Anti-aliasing is a common feature that slightly distorts how a scene is rendered. This prevents far objects from being rendered with sharp edges that would typically result in texture jittering and collisions. The current implementation deviates the origin ray direction that is first projected from the camera into the scene on a random distribution. More precisely, the first ray of each iteration is shot out from a random position within the same pixel. That way, we obtain a better average of the color of the pixel.
If we looked at a refractive material surface such as a plane of glass or clear plastic from a steep angle, the material ceases to demonstrate refractive properties and would show reflective properties instead. The current implementation mimics this behavior using Schlick's approximation in cases where the incident angle between the surface and the ray is sufficiently shallow, and snell's law in cases where the incident angle between the surface and the ray is sufficiently large.
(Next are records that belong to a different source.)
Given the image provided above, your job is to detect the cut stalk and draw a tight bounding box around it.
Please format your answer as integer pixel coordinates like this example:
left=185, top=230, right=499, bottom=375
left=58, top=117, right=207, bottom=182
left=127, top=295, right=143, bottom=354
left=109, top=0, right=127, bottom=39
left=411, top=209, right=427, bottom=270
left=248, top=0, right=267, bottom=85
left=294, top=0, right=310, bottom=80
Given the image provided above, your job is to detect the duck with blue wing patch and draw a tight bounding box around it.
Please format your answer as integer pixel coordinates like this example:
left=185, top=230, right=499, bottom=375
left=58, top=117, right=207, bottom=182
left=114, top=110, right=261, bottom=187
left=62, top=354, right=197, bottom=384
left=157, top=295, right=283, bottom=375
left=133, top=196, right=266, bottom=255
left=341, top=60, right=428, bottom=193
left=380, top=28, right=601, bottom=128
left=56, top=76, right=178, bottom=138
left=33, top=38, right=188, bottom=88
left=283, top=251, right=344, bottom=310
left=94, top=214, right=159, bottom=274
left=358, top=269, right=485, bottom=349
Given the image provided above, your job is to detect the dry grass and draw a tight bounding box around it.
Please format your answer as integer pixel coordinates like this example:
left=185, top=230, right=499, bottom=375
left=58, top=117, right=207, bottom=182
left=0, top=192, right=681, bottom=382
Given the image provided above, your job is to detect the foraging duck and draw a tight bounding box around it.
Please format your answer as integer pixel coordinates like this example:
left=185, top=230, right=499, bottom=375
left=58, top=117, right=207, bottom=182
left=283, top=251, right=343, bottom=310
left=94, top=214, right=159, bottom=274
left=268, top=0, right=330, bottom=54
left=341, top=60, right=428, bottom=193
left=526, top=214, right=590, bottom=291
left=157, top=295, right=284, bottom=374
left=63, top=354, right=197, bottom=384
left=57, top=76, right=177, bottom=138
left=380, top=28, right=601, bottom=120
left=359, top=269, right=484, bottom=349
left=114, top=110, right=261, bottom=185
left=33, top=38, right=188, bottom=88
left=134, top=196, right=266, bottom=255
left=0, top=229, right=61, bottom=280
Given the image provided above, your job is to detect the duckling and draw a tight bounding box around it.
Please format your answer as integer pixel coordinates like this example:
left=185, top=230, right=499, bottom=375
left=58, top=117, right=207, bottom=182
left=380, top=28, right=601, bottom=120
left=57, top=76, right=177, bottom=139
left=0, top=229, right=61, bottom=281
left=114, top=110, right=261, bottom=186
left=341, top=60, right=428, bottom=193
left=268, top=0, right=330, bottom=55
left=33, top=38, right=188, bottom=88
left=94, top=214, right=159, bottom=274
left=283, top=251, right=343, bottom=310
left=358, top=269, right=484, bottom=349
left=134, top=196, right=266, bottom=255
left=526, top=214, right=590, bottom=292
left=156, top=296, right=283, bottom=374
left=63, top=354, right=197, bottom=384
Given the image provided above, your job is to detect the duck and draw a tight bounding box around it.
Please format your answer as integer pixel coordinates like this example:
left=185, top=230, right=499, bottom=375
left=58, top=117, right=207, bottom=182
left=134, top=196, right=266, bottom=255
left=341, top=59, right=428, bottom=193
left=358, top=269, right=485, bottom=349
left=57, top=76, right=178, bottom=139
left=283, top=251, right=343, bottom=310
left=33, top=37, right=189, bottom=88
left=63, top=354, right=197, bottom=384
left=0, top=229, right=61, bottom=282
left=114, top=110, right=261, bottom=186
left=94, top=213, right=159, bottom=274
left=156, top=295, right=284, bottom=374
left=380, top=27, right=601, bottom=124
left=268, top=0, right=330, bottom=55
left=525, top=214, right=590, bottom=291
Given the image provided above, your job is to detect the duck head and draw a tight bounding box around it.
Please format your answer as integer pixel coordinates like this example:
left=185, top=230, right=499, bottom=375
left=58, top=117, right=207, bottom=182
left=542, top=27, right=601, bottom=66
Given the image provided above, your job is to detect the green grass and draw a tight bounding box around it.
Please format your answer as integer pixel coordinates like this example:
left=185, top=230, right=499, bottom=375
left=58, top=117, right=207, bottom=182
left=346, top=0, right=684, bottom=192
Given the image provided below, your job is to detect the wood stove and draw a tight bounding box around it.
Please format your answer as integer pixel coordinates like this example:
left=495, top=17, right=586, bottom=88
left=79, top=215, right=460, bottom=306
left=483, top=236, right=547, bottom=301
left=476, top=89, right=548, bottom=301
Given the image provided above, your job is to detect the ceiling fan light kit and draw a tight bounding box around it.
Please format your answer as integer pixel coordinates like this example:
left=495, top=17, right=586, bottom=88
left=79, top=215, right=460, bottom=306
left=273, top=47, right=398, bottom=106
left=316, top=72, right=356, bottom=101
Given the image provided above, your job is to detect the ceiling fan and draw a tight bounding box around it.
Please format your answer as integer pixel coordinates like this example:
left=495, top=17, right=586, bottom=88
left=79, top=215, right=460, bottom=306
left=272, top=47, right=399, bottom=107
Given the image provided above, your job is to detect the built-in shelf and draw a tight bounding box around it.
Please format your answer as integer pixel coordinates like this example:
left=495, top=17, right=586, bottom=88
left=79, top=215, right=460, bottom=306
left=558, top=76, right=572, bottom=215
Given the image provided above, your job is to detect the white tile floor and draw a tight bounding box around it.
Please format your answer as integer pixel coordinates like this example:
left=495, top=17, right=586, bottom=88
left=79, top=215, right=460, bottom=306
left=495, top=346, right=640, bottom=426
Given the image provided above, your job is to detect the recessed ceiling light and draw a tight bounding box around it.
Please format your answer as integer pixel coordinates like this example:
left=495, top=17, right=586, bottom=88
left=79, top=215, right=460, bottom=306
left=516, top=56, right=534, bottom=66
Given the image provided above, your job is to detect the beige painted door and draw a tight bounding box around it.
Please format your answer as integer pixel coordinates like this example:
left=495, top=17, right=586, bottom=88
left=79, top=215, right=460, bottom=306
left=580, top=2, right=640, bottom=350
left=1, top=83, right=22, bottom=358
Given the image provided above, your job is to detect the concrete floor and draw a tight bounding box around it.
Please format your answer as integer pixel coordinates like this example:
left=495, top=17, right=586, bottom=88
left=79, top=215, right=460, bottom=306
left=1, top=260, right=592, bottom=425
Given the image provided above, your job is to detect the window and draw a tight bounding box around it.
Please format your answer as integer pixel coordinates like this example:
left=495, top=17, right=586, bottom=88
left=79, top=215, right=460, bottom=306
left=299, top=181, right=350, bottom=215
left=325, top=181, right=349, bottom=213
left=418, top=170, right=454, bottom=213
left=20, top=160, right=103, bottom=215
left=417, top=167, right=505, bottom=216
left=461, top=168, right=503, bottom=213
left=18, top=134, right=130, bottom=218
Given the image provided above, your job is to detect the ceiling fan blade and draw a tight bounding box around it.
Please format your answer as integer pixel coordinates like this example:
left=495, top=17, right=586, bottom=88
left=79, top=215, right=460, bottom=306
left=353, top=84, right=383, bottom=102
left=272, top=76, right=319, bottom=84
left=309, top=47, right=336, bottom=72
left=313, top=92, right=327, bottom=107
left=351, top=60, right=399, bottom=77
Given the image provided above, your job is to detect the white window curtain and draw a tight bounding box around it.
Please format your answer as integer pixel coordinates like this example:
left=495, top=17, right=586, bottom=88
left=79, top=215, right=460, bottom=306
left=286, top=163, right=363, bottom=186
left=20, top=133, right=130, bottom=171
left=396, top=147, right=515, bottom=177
With Schlick's Approximation:
There are four features intended to optimize the path tracer:
- First Iteration Caching
- Ray Stream Compaction
- Material Sorting
- Bounding Box
Benchmark: scene/cornell.txt
This section intends to measure the isolated rate of culling rays via stream compaction. More threads culled is correlated with improved performance. All renders begin with 640,000 rays. The values in the charts and number of rays remaining after each iteration.
Lower is better:
| Iteration | 1 | 2 | 3 | 4 | 5 | 6 | 7 | 8 |
|---|---|---|---|---|---|---|---|---|
| Depth 1 | 618771 | |||||||
| Depth 2 | 618771 | 450015 | ||||||
| Depth 3 | 618771 | 450015 | 348852 | |||||
| Depth 4 | 618771 | 450015 | 348852 | 279639 | ||||
| Depth 5 | 618771 | 450015 | 348852 | 279639 | 228985 | |||
| Depth 6 | 618771 | 450015 | 348852 | 279639 | 228985 | 189313 | ||
| Depth 7 | 618771 | 450015 | 348852 | 279639 | 228985 | 189313 | 157422 | |
| Depth 8 | 618771 | 450015 | 348852 | 279639 | 228985 | 189313 | 157422 | 131689 |
| Iteration | 1 | 2 | 3 | 4 | 5 | 6 | 7 | 8 |
|---|---|---|---|---|---|---|---|---|
| Depth 1 | 605474 | |||||||
| Depth 2 | 605474 | 587380 | ||||||
| Depth 3 | 605474 | 587380 | 570202 | |||||
| Depth 4 | 605474 | 587380 | 570202 | 554235 | ||||
| Depth 5 | 605474 | 587380 | 570202 | 554235 | 538737 | |||
| Depth 6 | 605474 | 587380 | 570202 | 554235 | 538737 | 523410 | ||
| Depth 7 | 605474 | 587380 | 570202 | 554235 | 538737 | 523410 | 509205 | |
| Depth 8 | 605474 | 587380 | 570202 | 554235 | 538737 | 523410 | 509205 | 495054 |
Benchmark: scene/cornellOBJ.txt
This section intends to measure the efficacy of each optimization in isolation and finally all together. Effectiveness is measured in runtime. Lower runtime is better. Runtime is determined by the total clocktime for the path tracer to complete 100 iterations under the following condition:
- No optimization
- With first iteration caching
- With ray stream compaction
- With material sorting
- With bounding box
- With first iteration caching, ray stream compaction, material sorting, and bounding box
| Time (s) | |
|---|---|
| No Optimization | 778 |
| 1st Iter Cache | 624 |
| Ray Compaction | 228 |
| Material Sorting | 770 |
| Bounding Box | 704 |
| All Optimization | 209 |
Note that my render times for a simple mesh are extraordinarily high. Therefore, I do not believe my results are even close to representative of correctly implemented optimizations. I believe that I have instantiated, or at least incorrectly launched, my kernels such that OBJ rendering is almost serialized.